Networking for Big Data and Laboratory
Professors: Paolo Di Lorenzo, Andrea Baiocchi
Seminars: Antonio Cianfrani
Objectives: The first aim of the Networking for Big Data and Laboratory course is to provide students the principles of Internet networking, illustrating also the basics of digital communications and signal processing. The course focuses on recent advances in networking protocols to efficiently support Distributed Data Centers infrastructures. Finally, Data Center architecture is presented and two major issues are investiaged with some detail, namely scheduling and congestion control.
Prerequisite: Understanding of programming logic. Basics of probability and statistics, matrix algebra, and calculus.

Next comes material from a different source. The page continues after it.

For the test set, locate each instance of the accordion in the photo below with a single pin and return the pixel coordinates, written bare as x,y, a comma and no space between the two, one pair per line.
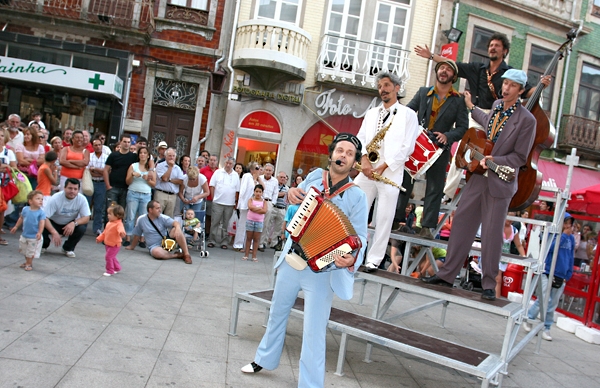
320,229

Final Exam: Written exam + Oral exam
Written exam on the first two parts of the course. Multiple choice and open-ended questions. 0 : 22 points
Oral exam on the third part of the course. Typically, two-three questions. 0 : 11 points
Final grade is the sum of the two grades. 30 e lode requires achieving at least 32 points.
Classroom code (2023-2024): 2ywbqbz
Lectures Time (a.y. 2023-2024)
Monday 15:00 - 17:00 (classroom B2 - building RM102 - via Ariosto 25)
Tuesday 15:00 - 19:00 (classroom 7 - building CU033 - piazzale Aldo Moro 5)
Friday 13:00 - 15:00 (classroom B2 - building RM102 - via Ariosto 25)
Office Hours
Prof. Paolo Di Lorenzo - Office hours will take place on Thursday from 3 pm to 4 pm. It is possible to fix videocalls in different days sending an email to paolo.dilorenzo@uniroma1.it
Prof. Andrea Baiocchi - Office hours will take place on Monday morning (from 11:00 to 12:00). It is possible to arrange dedicated Skype calls sending an email to andrea.baiocchi@uniroma1.it
Contents
Part 1 - Networking Fundamentals (Prof. Paolo Di Lorenzo, Prof. Antonio Cianfrani)
TCP/IP protocol stack
Transport layer: TCP and UDP
IP layer: addressing and routing
Link layer: forwarding
References: [1], [2]
Part 2 - Signal Processing and Digital Communications (Prof. Paolo Di Lorenzo)
Fundamentals of signal processing
Spectral analysis of signals and images [1], [3 - Chapters 2, 3, 4], [4, Chapter 7.3]
Linear Processing, filters, sampling and interpolation [1], [3 - Chapters 5, 9]
Fundamentals of digital communications:
Source coding: Signal and image compression, transform coding, JPEG [1], [4, Chapter 8.2]
Digital modulations: PAM, PSK, QAM. AWGN channel and MAP receiver [1], [3 - Chapter 12]
References: [1], [3], [4]
Part 3 - Data Centers (Prof. Andrea Baiocchi)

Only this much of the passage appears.